Scott Fisher

Personal information
- Born: July 20, 1963 (age 62) San Jose, California, U.S.
- Nationality: American / Australian
- Listed height: 6 ft 7 in (2.01 m)
- Listed weight: 235 lb (107 kg)

Career information
- High school: Mission San Jose (Fremont, California)
- College: UC Santa Barbara (1982–1986)
- NBA draft: 1986: undrafted
- Playing career: 1986–2002
- Position: Power forward

Career history

Playing
- 1986–1987: Cincinnati Slammers
- 1987–1992: North Melbourne Giants
- 1989–1990: San Jose Jammers
- 1993–2002: Perth Wildcats

Coaching
- 2004–2008: Perth Wildcats
- 2011–2014: University of Hawaii (assistant)
- 2014–2018: Ohlone College Renegades

Career highlights
- 3× NBL champion (1989, 1995, 2000); 2× NBL Most Valuable Player (1989, 1992); NBL Grand Final MVP (1989); 4× All-NBL First Team (1989–1992); 3× All-NBL Second Team (1987, 1988, 1993); NBL's 20th Anniversary Team; NBL's 25th Anniversary Team; No. 30 retired by Perth Wildcats; Australian Basketball Hall of Fame inductee;

= Scott Fisher (basketball) =

American-Australian basketball player and head coach

Scott Fisher (born July 20, 1963) is an American-Australian former professional basketball player and coach, most known for his time spent with the Perth Wildcats of the National Basketball League (NBL) in both roles. As a player, he won the NBL MVP in 1989 and 1992 while playing for the North Melbourne Giants. He won a championship with the Giants in 1989 before winning two more with the Wildcats in 1995 and 2000. He also played for the Australian national team at the 1996 Olympic Games and the 1998 FIBA World Championship.

==Playing career==
Born in San Jose, California, Fisher played at the University of California, Santa Barbara under head coach Jerry Pimm. He combined with Conner Henry to form an effective inside-outside scoring combination, with Fisher in the low post and Henry driving to the basket or hitting spot up jump shots.
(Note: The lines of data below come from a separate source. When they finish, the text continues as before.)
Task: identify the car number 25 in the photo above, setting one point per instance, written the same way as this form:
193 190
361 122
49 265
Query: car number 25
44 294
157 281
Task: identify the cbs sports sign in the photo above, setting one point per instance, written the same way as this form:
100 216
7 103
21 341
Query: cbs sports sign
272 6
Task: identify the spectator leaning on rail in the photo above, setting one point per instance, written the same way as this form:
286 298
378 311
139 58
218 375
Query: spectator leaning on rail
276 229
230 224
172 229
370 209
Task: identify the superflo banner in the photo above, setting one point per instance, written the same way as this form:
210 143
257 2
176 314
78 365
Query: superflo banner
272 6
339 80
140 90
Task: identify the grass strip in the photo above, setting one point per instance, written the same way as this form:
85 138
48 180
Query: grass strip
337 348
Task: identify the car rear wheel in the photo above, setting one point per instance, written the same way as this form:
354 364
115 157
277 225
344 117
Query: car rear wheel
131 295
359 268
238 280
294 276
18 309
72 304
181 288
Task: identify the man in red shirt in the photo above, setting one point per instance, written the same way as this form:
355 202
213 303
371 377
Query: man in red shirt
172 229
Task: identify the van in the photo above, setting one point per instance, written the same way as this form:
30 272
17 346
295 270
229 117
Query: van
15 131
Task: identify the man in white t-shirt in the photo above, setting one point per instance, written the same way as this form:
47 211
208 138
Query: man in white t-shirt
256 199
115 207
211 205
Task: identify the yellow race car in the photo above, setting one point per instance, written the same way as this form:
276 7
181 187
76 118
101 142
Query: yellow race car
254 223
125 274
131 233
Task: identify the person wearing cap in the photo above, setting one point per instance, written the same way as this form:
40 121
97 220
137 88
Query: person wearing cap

Fisher possessed an excellent drop step and had a soft shooting touch inside 15 feet. He earned 2nd team All Big West honors in his junior and senior years.

Fisher began his NBL career in 1987 with the North Melbourne Giants. While playing with the Giants Fisher was awarded the NBL's MVP, the Grand Final MVP, and won his first championship in 1989. Between 1989 and 1992 Fisher would also be named in the All-NBL First Team.

In 1993, Fisher suited up for the Perth Wildcats for the first time. With the Wildcats, Fisher would participate in another two NBL championships in 1995 and 2000. Fisher represented Australia from 1995–1998 and competed in the Atlanta Olympics (fourth place) in 1996. He also represented Australia at the Goodwill Games (winning Silver) and World Championships in 1998. Fisher was named in the NBL's 20th Anniversary Team in 1998 and then again in the 25th Anniversary Team in 2003 shortly after retiring. In 2007 Fisher was inducted into the NBL Hall of Fame.

Fisher played 247 games for the Perth Wildcats and a total of 417 games in his NBL career.

==Coaching career==
In 2004, Fisher replaced Mike Ellis as head coach of the Wildcats.

In March 2008, Fisher decided to leave the Perth Wildcats, after they were beaten in the best of three NBL Semi Finals series by the Sydney Kings.

In June 2010, Fisher was appointed director of basketball operations for the University of Hawaii. In June 2011, Fisher was elevated to assistant coach at the University of Hawaii.

In May 2014, Fisher was appointed head coach at Ohlone College in Fremont, California.

==2013==
On February 4, 2013, Fisher was named to the Perth Wildcats 30th Anniversary All-Star team.

==Personal life==

In July 2016, Fisher married Dina Eastwood, ex-wife of Clint Eastwood.